The world’s largest family business by revenue, at $524 billion, announced this week it had entered into agreements with the US federal government over the past several months to help distribute the coronavirus vaccine. The retail giant was preparing its operations and clinical services to become locations where customers could receive the vaccine once it was approved in the United States. The Food and Drug Administration said last Friday it intended to authorise the Pfizer-BioNTech vaccine with the first shots given next week.
Dr Tom Van Gilder, chief medical officer at Walmart, said the federal government will allocate the vaccine to states and states will determine who should receive the first doses of the vaccine and when.
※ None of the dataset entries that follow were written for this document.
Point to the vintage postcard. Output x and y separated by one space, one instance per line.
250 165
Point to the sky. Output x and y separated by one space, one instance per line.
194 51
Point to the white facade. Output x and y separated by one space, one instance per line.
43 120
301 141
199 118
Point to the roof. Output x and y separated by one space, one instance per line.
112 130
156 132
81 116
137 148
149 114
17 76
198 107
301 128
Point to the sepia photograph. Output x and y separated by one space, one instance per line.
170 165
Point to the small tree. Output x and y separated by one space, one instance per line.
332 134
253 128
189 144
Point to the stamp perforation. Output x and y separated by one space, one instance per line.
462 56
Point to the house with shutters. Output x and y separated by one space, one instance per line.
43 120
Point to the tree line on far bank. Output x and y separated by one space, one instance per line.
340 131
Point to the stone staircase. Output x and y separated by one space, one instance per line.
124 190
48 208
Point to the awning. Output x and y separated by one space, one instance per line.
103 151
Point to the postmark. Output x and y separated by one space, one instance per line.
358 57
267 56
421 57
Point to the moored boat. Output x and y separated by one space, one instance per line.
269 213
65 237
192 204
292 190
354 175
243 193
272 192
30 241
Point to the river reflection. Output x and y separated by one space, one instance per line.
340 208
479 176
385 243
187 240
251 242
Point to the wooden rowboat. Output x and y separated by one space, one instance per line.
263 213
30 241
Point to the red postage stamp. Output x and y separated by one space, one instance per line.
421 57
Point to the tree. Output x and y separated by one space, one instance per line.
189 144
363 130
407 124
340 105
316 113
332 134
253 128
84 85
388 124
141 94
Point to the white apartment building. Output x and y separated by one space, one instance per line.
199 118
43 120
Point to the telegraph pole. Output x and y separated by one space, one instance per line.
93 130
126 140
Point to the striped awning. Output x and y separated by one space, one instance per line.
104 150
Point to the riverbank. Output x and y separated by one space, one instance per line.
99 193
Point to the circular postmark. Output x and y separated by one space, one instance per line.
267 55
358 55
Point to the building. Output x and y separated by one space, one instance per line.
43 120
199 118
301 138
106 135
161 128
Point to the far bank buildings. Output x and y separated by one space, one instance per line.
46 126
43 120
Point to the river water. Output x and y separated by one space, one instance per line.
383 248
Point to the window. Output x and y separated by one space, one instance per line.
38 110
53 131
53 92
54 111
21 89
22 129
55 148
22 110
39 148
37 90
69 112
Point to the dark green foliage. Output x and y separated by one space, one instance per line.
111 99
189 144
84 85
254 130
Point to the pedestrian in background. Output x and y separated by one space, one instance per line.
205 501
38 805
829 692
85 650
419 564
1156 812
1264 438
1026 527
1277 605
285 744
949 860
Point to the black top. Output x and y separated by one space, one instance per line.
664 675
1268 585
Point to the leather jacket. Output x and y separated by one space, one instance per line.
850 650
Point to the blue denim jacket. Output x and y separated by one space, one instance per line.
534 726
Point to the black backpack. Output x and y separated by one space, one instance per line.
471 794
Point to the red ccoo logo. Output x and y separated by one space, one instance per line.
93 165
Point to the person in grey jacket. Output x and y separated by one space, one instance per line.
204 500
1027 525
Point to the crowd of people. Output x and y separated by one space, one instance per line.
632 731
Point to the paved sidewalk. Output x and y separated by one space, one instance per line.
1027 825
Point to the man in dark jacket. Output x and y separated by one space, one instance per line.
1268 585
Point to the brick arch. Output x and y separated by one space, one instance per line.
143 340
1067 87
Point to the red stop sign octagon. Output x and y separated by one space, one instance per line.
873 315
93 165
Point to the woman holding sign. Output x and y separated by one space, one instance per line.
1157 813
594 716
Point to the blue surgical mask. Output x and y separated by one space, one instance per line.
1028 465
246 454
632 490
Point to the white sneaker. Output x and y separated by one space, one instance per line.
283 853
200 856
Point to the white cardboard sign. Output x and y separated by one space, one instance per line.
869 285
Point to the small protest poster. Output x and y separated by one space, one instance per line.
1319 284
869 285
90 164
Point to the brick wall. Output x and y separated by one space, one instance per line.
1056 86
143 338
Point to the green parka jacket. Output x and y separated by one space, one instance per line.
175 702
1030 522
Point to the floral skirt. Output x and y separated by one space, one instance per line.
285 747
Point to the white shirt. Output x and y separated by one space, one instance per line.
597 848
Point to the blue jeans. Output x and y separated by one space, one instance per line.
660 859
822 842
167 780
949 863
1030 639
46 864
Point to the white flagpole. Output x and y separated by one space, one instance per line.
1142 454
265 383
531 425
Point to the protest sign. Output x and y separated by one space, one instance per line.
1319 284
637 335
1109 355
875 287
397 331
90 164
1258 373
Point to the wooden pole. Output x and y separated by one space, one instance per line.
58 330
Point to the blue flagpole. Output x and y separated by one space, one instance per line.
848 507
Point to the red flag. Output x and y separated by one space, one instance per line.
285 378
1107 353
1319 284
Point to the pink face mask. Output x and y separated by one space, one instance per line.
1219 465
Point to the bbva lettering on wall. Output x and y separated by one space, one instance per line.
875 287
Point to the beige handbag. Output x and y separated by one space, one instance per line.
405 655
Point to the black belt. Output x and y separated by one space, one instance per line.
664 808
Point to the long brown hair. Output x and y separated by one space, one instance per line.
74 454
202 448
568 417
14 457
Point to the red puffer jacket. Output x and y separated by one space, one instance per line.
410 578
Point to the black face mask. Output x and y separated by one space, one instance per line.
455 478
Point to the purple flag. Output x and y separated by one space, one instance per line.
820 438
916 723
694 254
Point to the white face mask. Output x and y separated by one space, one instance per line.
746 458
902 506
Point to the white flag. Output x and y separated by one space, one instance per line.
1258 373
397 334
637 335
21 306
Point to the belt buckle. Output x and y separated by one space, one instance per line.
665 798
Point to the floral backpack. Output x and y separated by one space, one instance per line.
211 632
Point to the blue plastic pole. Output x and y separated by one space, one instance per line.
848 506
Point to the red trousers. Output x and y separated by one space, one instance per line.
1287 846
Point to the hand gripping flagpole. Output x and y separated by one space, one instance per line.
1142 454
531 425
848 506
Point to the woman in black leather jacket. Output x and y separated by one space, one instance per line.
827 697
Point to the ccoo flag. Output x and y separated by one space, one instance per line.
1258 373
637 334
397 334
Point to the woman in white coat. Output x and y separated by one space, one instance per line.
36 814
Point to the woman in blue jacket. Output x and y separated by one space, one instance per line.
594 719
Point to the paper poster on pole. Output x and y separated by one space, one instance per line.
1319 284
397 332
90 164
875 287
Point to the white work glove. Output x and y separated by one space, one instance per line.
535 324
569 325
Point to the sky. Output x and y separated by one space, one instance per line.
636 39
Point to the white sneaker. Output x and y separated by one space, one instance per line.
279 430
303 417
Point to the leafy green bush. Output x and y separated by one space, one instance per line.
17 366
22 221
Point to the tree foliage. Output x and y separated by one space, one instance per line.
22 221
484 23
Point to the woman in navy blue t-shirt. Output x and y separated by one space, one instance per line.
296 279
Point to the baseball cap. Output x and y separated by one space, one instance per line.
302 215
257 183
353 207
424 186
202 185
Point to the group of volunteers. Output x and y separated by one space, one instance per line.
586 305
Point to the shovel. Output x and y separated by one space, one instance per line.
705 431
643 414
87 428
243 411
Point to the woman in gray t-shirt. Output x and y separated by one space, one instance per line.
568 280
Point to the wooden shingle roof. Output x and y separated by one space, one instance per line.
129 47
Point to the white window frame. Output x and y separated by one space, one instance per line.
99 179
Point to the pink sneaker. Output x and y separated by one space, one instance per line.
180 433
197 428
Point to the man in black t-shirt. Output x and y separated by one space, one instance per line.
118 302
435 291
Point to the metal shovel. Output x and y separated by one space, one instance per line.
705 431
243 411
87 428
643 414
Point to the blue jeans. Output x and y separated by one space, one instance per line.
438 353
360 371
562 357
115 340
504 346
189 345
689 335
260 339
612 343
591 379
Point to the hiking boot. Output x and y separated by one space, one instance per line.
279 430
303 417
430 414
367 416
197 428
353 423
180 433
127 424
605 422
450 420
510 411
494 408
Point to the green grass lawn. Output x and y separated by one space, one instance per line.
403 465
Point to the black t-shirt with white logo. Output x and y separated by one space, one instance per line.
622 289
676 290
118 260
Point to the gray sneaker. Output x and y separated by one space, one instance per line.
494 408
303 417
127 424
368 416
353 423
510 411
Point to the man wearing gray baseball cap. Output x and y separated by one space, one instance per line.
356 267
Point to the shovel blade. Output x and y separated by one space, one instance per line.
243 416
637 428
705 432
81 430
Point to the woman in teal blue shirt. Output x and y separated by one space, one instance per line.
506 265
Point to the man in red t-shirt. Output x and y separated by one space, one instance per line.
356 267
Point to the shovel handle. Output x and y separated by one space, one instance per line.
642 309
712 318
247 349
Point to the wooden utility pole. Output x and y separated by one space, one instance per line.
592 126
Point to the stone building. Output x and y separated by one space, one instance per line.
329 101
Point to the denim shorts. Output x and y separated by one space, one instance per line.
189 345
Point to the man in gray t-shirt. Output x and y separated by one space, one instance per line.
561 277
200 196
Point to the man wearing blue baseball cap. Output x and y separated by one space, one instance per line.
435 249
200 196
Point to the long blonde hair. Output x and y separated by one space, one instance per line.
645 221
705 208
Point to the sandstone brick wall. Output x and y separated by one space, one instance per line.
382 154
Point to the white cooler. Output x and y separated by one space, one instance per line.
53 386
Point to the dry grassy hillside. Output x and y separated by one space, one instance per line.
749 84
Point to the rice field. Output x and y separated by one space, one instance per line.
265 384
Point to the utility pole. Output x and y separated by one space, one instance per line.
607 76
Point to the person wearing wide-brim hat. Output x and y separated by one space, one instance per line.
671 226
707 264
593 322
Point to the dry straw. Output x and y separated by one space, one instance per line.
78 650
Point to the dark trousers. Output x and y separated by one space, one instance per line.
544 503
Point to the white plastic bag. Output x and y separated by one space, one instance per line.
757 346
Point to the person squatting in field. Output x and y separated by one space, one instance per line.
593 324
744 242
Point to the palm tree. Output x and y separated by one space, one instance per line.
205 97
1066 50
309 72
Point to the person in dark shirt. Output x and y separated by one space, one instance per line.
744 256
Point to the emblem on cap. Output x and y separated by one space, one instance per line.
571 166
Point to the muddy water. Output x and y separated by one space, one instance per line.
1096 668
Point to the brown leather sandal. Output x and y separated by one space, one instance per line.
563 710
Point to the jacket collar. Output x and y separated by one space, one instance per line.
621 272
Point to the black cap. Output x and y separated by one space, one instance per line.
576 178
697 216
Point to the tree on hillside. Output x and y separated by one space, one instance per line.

“Walmart will not have any say in who can receive the vaccine, but we are ready to support states once they do,” Van Gilder said.
“Our pharmacists give millions of shots a year and they are trained under strict, up-to-date guidelines to be able to administer vaccines.”
The 58-year-old family business was preparing its 5,000 pharmacies to receive vaccine doses and store the doses in freezers. Walmart was putting in place the processes to inform people of when to receive the first and second doses and to report successful vaccinations, Van Gilder said.
“With 90% of the American population living within 10 miles of a Walmart, we will play an important part in making sure those who want a vaccine can get one when they are eligible based on their state’s prioritisation, especially those in hard to reach parts of the country that have recently been hit hard by the epidemic.”
US President-elect Joe Biden aims to get at least 100 million Americans vaccinated in his first 100 days in office from 20 January, 2021. The US reported this week more than 15.6 million coronavirus cases and 292,141 deaths.
Greg Penner (pictured above), 50, has served as the chairman of Walmart, Inc since 2015. He is married to Carrie Walton Penner, also 50, the granddaughter of Sam Walton, the late founder of Walmart, and the daughter of former company chairman Samuel Robson “Rob” Walton, 76.